MANILA (The Japan News-Yomiuri) – Kapal penangkap ikan China sering muncul di Laut China Selatan di luar Filipina, dengan lebih dari 200 kapal dilaporkan terdampar di luar negeri Maret lalu, tampaknya dengan tujuan yang mengancam. .
Mengabaikan oposisi dari pemerintah Filipina, China mengulangi tindakan provokatifnya.
Sumber-sumber diplomatik Asia Tenggara mengatakan kepada The Yomiuri Shimpu pada pertengahan Maret bahwa kapal-kapal penangkap ikan China sesekali melintas di zona ekonomi eksklusif Filipina di Laut China Selatan.
Kapal-kapal yang bersangkutan tidak melakukan kegiatan penangkapan ikan yang sebenarnya.
Pada 20 Maret tahun lalu, pemerintah Filipina mengumumkan telah menemukan sekitar 220 kapal penangkap ikan China terdampar di lepas pantai Palawan, di dalam ZEE Filipina di Laut China Selatan. Selanjutnya dinyatakan bahwa kapal penangkap ikan tersebut berisi “pejuang laut” yang sebagian besar terdiri dari tentara Cina, dan menyatakan bahwa kapal tersebut melanggar wilayah kedaulatan Filipina.
Manila telah berulang kali memprotes Beijing melalui saluran diplomatik.
Tetapi tidak ada tanda-tanda kapal akan berhenti memasuki ZEE, karena pihak China memberikan penjelasan tipis seperti fakta bahwa kapal berkumpul untuk menghindari cuaca buruk.

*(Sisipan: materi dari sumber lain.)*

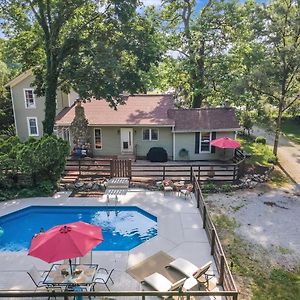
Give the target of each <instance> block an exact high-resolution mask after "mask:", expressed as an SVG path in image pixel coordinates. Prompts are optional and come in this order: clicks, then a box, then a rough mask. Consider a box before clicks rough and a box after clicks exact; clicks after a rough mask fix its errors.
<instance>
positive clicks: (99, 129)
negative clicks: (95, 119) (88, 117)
mask: <svg viewBox="0 0 300 300" xmlns="http://www.w3.org/2000/svg"><path fill="white" fill-rule="evenodd" d="M96 130H100V137H101V148H96V140H95V131H96ZM94 149H95V150H102V149H103V137H102V128H94Z"/></svg>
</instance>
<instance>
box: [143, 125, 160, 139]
mask: <svg viewBox="0 0 300 300" xmlns="http://www.w3.org/2000/svg"><path fill="white" fill-rule="evenodd" d="M148 129H149V140H145V139H144V130H148ZM153 129H156V130H157V140H152V130H153ZM142 140H143V141H146V142H158V141H159V128H143V130H142Z"/></svg>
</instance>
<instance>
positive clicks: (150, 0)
mask: <svg viewBox="0 0 300 300" xmlns="http://www.w3.org/2000/svg"><path fill="white" fill-rule="evenodd" d="M207 1H208V0H197V1H196V11H198V10H199V9H201V7H203V5H205V4H206V3H207ZM240 1H241V2H242V1H244V0H240ZM256 2H259V3H263V2H267V0H256ZM143 3H144V5H145V6H149V5H154V6H159V5H160V4H161V0H143ZM3 37H4V36H3V33H2V32H1V28H0V38H3Z"/></svg>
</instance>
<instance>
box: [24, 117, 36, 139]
mask: <svg viewBox="0 0 300 300" xmlns="http://www.w3.org/2000/svg"><path fill="white" fill-rule="evenodd" d="M27 125H28V134H29V136H38V135H39V130H38V125H37V118H36V117H30V118H27Z"/></svg>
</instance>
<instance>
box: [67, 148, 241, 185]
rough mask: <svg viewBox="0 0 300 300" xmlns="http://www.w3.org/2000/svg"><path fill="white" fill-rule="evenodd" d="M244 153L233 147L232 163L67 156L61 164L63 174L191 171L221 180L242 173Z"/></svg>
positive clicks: (161, 178) (119, 175)
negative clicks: (63, 164) (81, 157)
mask: <svg viewBox="0 0 300 300" xmlns="http://www.w3.org/2000/svg"><path fill="white" fill-rule="evenodd" d="M244 160H245V156H244V154H243V153H242V152H241V151H239V150H236V151H235V157H234V159H233V161H232V162H228V163H224V162H223V163H215V162H214V163H208V162H206V163H205V162H203V163H202V164H201V165H200V164H191V163H177V164H173V163H163V164H159V163H148V162H147V163H141V164H138V163H132V162H131V160H125V159H123V160H122V159H114V158H110V159H108V158H107V159H102V158H85V159H68V160H67V164H66V167H65V175H67V176H70V177H75V178H76V177H78V178H87V177H107V178H112V177H129V178H132V177H133V179H136V178H151V179H153V180H164V179H166V178H168V179H172V180H187V181H192V174H193V172H194V173H195V174H197V177H198V181H200V182H203V181H224V182H226V181H227V182H235V181H237V180H238V179H239V178H240V177H241V176H242V174H243V165H244Z"/></svg>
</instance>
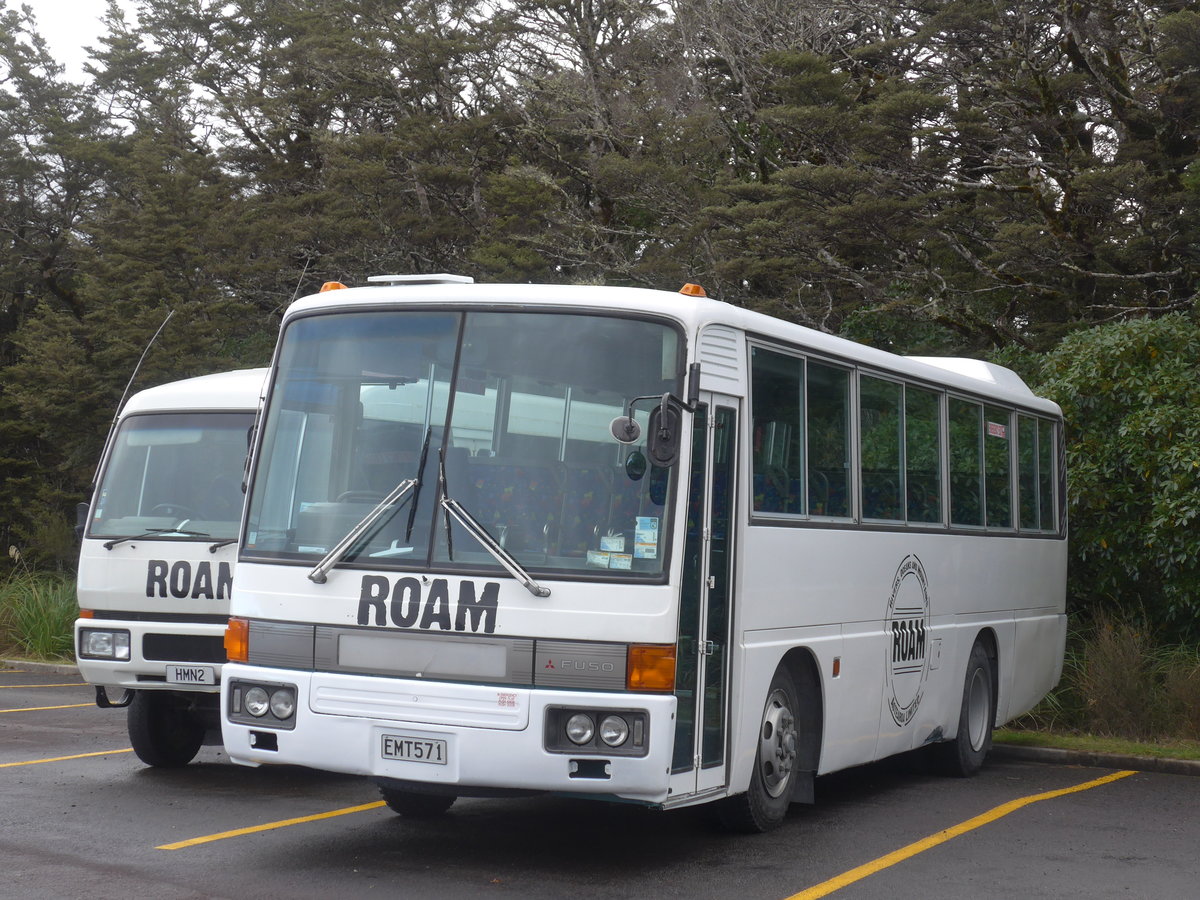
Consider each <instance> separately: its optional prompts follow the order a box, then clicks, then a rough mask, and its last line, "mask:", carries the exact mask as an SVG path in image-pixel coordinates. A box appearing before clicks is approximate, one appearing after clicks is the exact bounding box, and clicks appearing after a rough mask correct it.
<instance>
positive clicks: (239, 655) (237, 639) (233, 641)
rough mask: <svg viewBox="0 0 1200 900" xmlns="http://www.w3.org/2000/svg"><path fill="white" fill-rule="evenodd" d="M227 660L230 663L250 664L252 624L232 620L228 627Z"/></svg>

Perhimpunan Bangsa-Bangsa Asia Tenggara dan China sedang mengembangkan aturan perilaku untuk mencegah konflik di Laut China Selatan. Filipina, anggota blok ASEAN, berharap kode tersebut akan merampingkan perilaku China. Namun, saat ini ASEAN dan China belum mencapai kesepakatan tentang seberapa jauh kode tersebut akan digunakan, dan tidak jelas kapan kode tersebut akan berakhir.

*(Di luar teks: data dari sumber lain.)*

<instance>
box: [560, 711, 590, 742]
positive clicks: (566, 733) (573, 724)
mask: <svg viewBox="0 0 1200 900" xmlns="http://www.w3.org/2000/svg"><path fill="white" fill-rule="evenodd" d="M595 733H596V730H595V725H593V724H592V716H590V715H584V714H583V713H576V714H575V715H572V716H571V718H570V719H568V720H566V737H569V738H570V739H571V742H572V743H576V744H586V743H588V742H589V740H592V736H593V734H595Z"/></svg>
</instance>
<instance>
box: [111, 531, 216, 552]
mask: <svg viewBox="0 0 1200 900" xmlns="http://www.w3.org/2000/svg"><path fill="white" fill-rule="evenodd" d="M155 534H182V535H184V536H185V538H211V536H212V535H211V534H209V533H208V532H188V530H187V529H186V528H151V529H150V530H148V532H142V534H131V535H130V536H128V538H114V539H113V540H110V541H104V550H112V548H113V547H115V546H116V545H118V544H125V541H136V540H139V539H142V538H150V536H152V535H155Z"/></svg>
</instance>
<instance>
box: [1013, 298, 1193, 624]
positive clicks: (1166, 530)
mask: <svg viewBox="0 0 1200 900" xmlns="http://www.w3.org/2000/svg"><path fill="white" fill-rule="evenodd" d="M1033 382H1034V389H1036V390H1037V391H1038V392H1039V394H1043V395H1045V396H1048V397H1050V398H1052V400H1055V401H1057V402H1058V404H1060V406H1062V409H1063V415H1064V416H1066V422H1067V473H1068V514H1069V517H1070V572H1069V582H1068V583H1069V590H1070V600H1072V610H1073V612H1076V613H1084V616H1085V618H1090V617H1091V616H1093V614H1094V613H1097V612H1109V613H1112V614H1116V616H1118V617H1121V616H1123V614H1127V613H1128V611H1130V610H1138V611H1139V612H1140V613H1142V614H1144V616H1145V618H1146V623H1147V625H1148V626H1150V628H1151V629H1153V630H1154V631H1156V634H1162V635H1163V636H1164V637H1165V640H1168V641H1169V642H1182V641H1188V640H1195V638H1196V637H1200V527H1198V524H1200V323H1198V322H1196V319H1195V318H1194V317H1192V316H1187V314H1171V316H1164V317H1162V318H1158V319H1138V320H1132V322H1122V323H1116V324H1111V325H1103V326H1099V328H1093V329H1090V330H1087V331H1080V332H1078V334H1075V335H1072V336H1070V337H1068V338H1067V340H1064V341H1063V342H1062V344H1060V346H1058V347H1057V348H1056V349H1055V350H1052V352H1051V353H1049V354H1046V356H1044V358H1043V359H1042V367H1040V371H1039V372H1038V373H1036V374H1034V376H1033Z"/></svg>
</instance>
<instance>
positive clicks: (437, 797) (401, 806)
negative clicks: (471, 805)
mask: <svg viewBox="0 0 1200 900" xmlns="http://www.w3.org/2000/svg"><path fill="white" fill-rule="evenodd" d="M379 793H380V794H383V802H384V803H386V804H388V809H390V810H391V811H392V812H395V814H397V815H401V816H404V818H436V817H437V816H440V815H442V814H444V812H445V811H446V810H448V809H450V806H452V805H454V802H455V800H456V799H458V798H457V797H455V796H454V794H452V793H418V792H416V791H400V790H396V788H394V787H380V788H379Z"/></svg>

China mengintensifkan agresinya di Laut China Selatan. Pada November tahun lalu, kapal Penjaga Pantai China memblokir jalan kapal Filipina, dan pada Januari dan Februari tahun ini, sebuah kapal angkatan laut China memasuki Laut Zulu di Filipina selatan dekat Malaysia tanpa izin.
Pada 20 Maret, Komandan Indo-Pasifik AS Laksamana. John Aquilino berpatroli dengan pesawat mata-mata di Laut Cina Selatan. Dia mengatakan kepada Associated Press bahwa militerisasi tiga pulau buatan yang dibangun oleh China di Kepulauan Spratly di Laut China Selatan “menyebabkan ketidakstabilan di kawasan itu.”
Ada kepercayaan luas di Filipina bahwa pendudukan Rusia di Ukraina dapat lebih meningkatkan operasi kuat China di Laut China Selatan.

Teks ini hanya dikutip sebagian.